23rd July 2020

Dhaka, July 23, 2020 (UNB) - The International Union for Conservation of Nature (IUCN) on Thursday unveiled a Global Standard providing the first-ever set of benchmarks for nature-based solutions to global challenges.


The new IUCN Global Standard will help governments, business and civil society ensure the effectiveness of nature-based solutions and maximize their potential to help address climate change, biodiversity loss and other societal challenges on a global scale.


“The world is looking for durable and effective options to tackle global challenges such as climate change, food and water security, and now, economic recovery from the global pandemic. To this end, the new IUCN Global Standard for Nature-based Solutions is ideally placed to harness and accelerate the sustainable use of nature,” said IUCN’s Global Director for the Nature-based Solutions Group Stewart Maginnis.


For nature-based solutions to fulfil their potential, Maginnis said they must ensure that the actions put in place today bring about the desired benefits for society and biodiversity.


"This Global Standard offers a rigorous, consistent and accountable framework that will help avoid any misuse and take nature-based solutions from the local to global scale.”


The concept of nature-based solutions (NbS) – actions addressing key societal challenges through the protection, sustainable management and restoration of ecosystems, benefiting both biodiversity and human well-being – is increasingly being applied around the world.

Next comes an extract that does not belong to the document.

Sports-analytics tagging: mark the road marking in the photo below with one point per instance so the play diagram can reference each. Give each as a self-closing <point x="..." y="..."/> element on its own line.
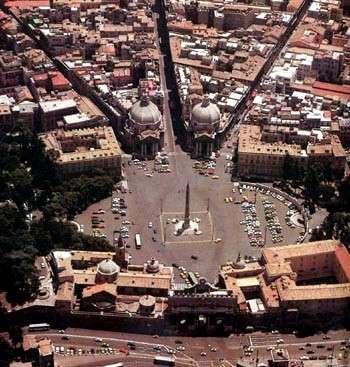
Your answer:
<point x="186" y="361"/>
<point x="299" y="343"/>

More than 130 countries have already included NbS actions in their national climate plans under the Paris Agreement.


However, not all actions labelled as “nature-based solutions” provide the anticipated benefits to both society and biodiversity, and the global potential of NbS is far from being fully realized.


“Until now, there has been neither consensus nor coherent guidance on how to design and implement nature-based solution interventions that are capable of consistent delivery of benefits for people and nature,” said Angela Andrade, Chair of the IUCN Commission on Ecosystem Management, which helped lead the development of the Global Standard.

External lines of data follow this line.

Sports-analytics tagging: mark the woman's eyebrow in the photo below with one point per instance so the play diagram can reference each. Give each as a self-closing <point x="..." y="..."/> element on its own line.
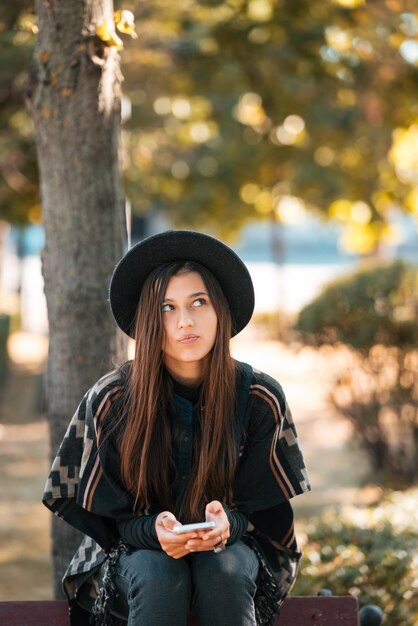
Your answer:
<point x="192" y="295"/>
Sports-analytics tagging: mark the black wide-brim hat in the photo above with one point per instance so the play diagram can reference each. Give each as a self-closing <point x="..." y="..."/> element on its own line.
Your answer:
<point x="180" y="245"/>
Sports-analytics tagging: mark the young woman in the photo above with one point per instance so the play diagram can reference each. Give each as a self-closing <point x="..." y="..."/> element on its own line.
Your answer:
<point x="182" y="434"/>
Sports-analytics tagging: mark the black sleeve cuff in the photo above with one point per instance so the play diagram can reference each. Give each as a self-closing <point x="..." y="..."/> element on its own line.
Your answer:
<point x="237" y="525"/>
<point x="140" y="532"/>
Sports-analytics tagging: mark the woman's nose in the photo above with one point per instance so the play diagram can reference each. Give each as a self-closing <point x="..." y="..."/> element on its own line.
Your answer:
<point x="185" y="319"/>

“The contribution of the Commission, in addition to input from over 800 experts and practitioners from 100 countries, has been to guide the IUCN Global Standard, ensuring that it is scientifically robust and applicable across a wide range of regions and scenarios.”


In Bangladesh, launching of IUCN Global Standard of NbS has been widely welcomed by the government, experts and civil society.


Ahmed Shamim Al Razi, Additional Secretary of Ministry of Environment, Forest and Climate Change said the Ministry of Environment, Forest & Climate Change as the State Member of IUCN in Bangladesh is delighted on the occasion of launching the IUCN Global Standard for Nature-based Solutions.


Razi said as a nature-dependent and biodiversity-rich country, Bangladesh has continuously been emphasizing on economic development through building and protecting our natural capital.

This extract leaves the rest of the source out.